Monday, October 2, 2017

Casting Off Toward the North


Our first stop after leaving Port Louis Marina in St. George’s harbor was in Tyrell Bay, Carriacou, which part of Grenada. The anchoring guide suggests that the bay is vast and peaceful. That is was, but it was also filled with boats! March and April are the prime chartering months of the sailing season so there were many "week long warriors" in the anchorages and on the VHF!

It is a nice anchorage though, and we found a nice little beach with a great sandy bottom for swimming. Actually, it was the first time in a very long time that we had been where it was safe to swim. No sharks, jellyfish or crocodiles! It was so refreshing! And I found some interesting sand glass, too.

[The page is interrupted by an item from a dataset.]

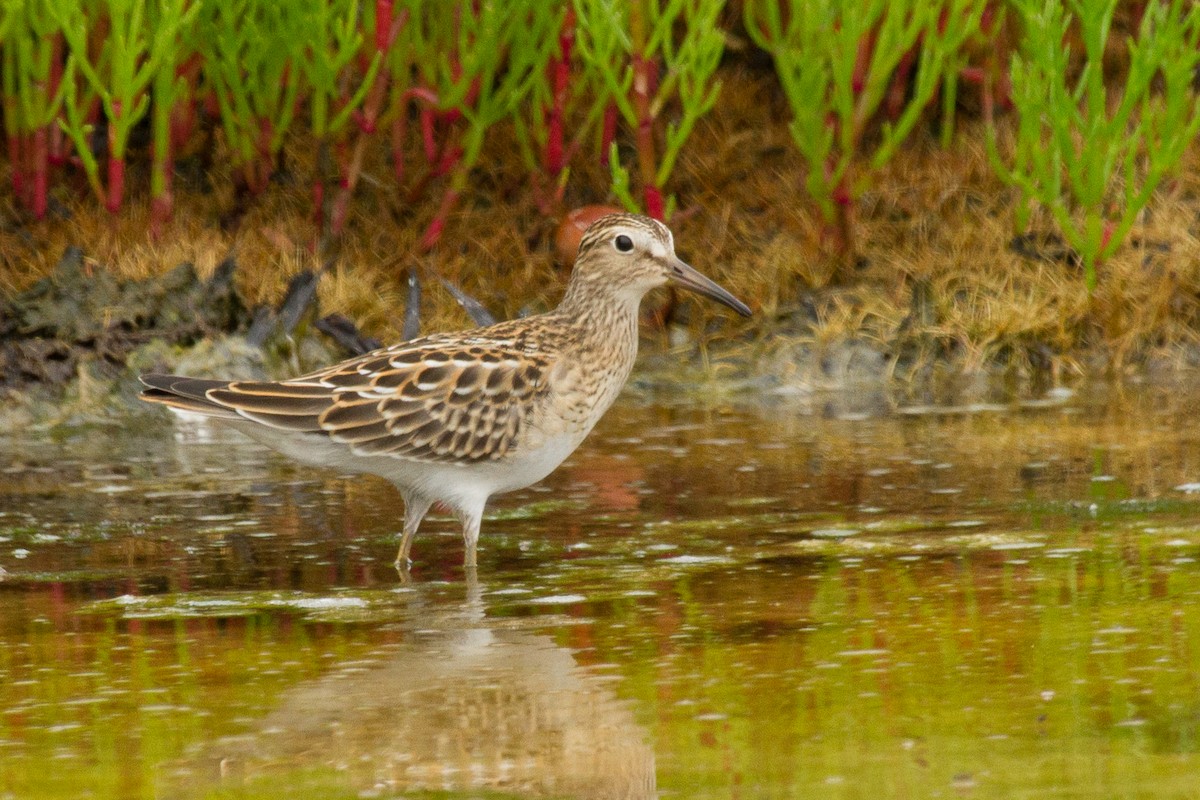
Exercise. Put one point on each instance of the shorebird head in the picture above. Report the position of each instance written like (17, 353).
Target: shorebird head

The Slipway Restaurant was recommended as were reservations for dinner. Since we were clearing out of Grenada, we stopped there for a nice lunch. The guys tried a local beer and thought we should bring a bottle – empty, of course – back to our boys in California as they brew beer. Somehow the bottle disappeared from the table before we could abscond with it! Maybe next year, kids.
The sail from Grenada to Carriacou caught me off guard and mal de mare struck again; although, I did manage to prevent to worst by lying in my berth the whole trip. I guess I am just used to downwind sailing now. While sailing to windward, the waves were playing with my brain. I was very happy to be at anchor when we finally reached Tyrell Bay, Carriacou and had a couple of days at anchor. This is the clearing out point on the north end of Grenada before moving onto Union Island below St. Vincent and the Grenadines. We will have to clear in at Union and out again in Bequia before going to St. Lucia for the final rally party.
Simon, the lobster man – and anything else he can sell you – came by and asked if we would like some lobsters, fish or oysters. Of course, we went for the lobster and a dozen oysters. When he returned with his “catch of the day,” we were overwhelmed with the size of the lobsters! Three of them totaled 13 pounds! They were huge – and delicious. The guys made a mess cleaning them on the teak deck. Dennis cooked them on the grill and we had enough left over to make a lobster and papaya salad from lunch the next day.

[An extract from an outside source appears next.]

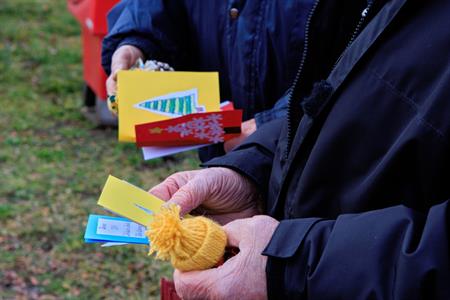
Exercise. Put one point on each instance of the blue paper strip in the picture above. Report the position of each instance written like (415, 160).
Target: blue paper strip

Only the locals are allowed to catch the lobsters and the ones they bring to the boats are huge! Of course, they sell them by the pound and think all cruisers are rich. They were very tender even though they were so big. Lobster is relatively inexpensive here compared to flying in Maine lobsters at home. These are the ones without big claws so there is less meat there. They also provide a source of income on these islands where there is little work and small incomes.

Personally, I can't stand the sight of people eating raw oysters so I just turned my back while the others enjoyed those slippery, slimy things! Apparently, they grow in the mangroves, but only locals can harvest them. (I later read in the cruising guide that it is illegal to harvest oysters in the mangroves and it states that cruisers should not buy from the locals! Opps!)

This was our first time in the Windward Islands that run south from Martinique, to St. Lucia, through St. Vincent and the Grenadines, which include the Tobago Cays, and onto Union, Carriacou and finally to Grenada. They are the last link before Trinidad and South America.

I had the wrong idea about the name. I thought these islands would have stronger winds than the Leeward Islands, but that is not the case. The name is related to the location of the islands as they create an arc toward the southwest as you travel down the island chain. The British named them Windward because you have to beat into the wind to sail north. The trade winds provide good sailing with slower passages on the leeward side of the islands and some real romps between islands.

Our plan was to make several stops on our way north. Since Merc and Bob had spent some time in the area over the last ten years, we took our lead from them when setting our course. The next stop was at Sandy Island just around the corner between L’Esterte Bay and Hillsborough Bay. It was a small islet with a nice beach and a snorkeling area. It is a protected area so we had to take a mooring buoy.


The current was quite strong, so we drifted from one end of the sandy spit to the other. The coral was in bad shape and there wasn’t much to see. We later learned that we should have gone further up the island to find better snorkeling so we will have to try it again. In a way, we are very spoiled by the lovely snorkeling we have had throughout the world so this was disappointing.





Two nights there was enough. At least we had several WARC boats there so we had Sundowners on the beach. The biggest challenge was that Dennis lost one of his hearing aids in the sand after snorkeling and didn’t realize it until we got back to the boat. He and Bob went back to hunt for it, but the wind was shifting the sands and the tide had changed since we were there.

When we went for Sundowners on the beach with several other WARC boats, the S/Y Into The Blue gang helped search again, but it was a lost cause. So it will be a challenge with communications until we get home and get another set of hearing aids. So enjoy the company and the sunset as tomorrow is another day!